Nur über meinen Nachbarn habe ich mich gewundert. Der war sicher nicht wesentlich jünger als ich, trug aber dennoch einen rosafarbenen Mittelstreifen. Ich studierte die amtliche Schätztafel und stellte fest, dass sich dort eine unerklärliche Differenz von mindestens zwanzig Jahren auftat.
... und jeden zweiten Tag wechselte er die Farbe. Dabei erinnerte ich mich, dass ich ihn an jenem Morgen, als ich mich auf meinen mühseligen Marsch durch die Instanzen aufgemacht hatte, mit einem großen Stapel Blankoformulare vom Finanzamt habe kommen sehen.
Es blieb mir ein Rätsel – bis zu jenem Tage, als ich ihn noch vor Tagesanbruch dabei erwischte, wie er mit einer großen Schubkarre voll Heu zum Hintereingang des Finanzamtes unterwegs war. Unter Tränen gestand er mir, dass er den Amtsschimmel persönlich kennen würde...
 

Zerok

Mitglied
Hallo Hannes!

"Oh mein Gott" war mein erster Eindruck: Hier wird ja kein Klischee ausgelassen - eine Geschichte über Bürokratie und das "verhasste" Amt wie es sie zu Tausenden gibt!
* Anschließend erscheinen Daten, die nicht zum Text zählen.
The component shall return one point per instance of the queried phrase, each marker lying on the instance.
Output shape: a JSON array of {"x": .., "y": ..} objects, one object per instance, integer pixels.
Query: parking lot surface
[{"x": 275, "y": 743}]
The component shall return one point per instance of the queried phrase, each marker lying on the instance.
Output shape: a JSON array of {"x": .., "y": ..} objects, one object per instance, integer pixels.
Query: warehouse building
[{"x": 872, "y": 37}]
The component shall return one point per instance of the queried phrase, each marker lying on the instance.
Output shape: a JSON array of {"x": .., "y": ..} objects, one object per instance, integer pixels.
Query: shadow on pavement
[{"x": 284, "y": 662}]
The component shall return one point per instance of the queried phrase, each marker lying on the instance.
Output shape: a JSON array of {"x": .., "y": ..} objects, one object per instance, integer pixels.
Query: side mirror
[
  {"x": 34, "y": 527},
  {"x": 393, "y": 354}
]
Okay: Das mit den Klischees ändert sich zwar bis zum Ende der Geschichte nicht, aber je weiter ich las, desto besser gefiel mir das Werk. Vor allem Dank Deiner "animalischen" Idee und Deines gefälligen Schreibstils. "Großraum vierundzwanzig, Schalter neun hochkant." ist ein Highlight. :)

Allerdings muss ich sagen: Das mit dem "Scheich von Tuvalu" hätte ich an Goethes Stelle auch nicht geglaubt. *grunz* Schlecht recherchiert! ;)

Darf ich fragen, welche Erfahrungen Du persönlich mit dem Finanzamt gemacht hast? Ich habe den Eindruck, dass Du selber dort arbeitest, gearbeitet hast oder jemanden gut kennt, der dort beschäftigt ist.

Viele Grüße
Zerok
 
Hallo Zerok,

herzlichen Dank für Deine kritischen Anmerkungen.
Natürlich triffst Du das Zentrum, wenn Du eine ganze Reihe von Klischees wieder entdeckst. Satire bedarf der Überzeichnung. Bei der von mir gewählten inhaltlichen Richtung sind es die Tiere, die (auch Klischee) für uns Menschen bestimmte Sinnbilder verkörpern (Schwein, Hund, Esel etc.).
Aber nur über dieses "Transportmittel" gelingt der Fingerzeig auf das, was dem Autor am Herzen liegt. Endlose Bürokratie, sinnlose Vorschriften, nicht übersehbare Verfahren und letztlich auch noch ein Hauch von Korruption. Mit Ausnahme des letzten Punktes sind uns die anderen Dinge doch schon oft im alltäglichen Umgang mit der "Obrigkeit" begegnet, oder?
Wer hat nicht selbst die Erfahrung gemacht, dass die "öffentliche Administration" in manchen Punkten zum Selbstzweck degeneriert?
Ansonsten bin ich kein Insider, sondern ausschließlich (König???) Kunde bei Ämtern und öffentlichen Verwaltungen. Mein persönliches Unverständnis über die Unlogik und weltfremde Abgerückheit mancher Interpretationen ist sicher ein anderes Thema. Aber wer versteht schon die Steuergesetze? Und wenn es Bedienstete des öffentlichen Sektor geben sollte, die beim Lesen dieser Story glauben, in einen Spiegel zu schauen, dann hätten wir einen kleinen Efolg erzielt.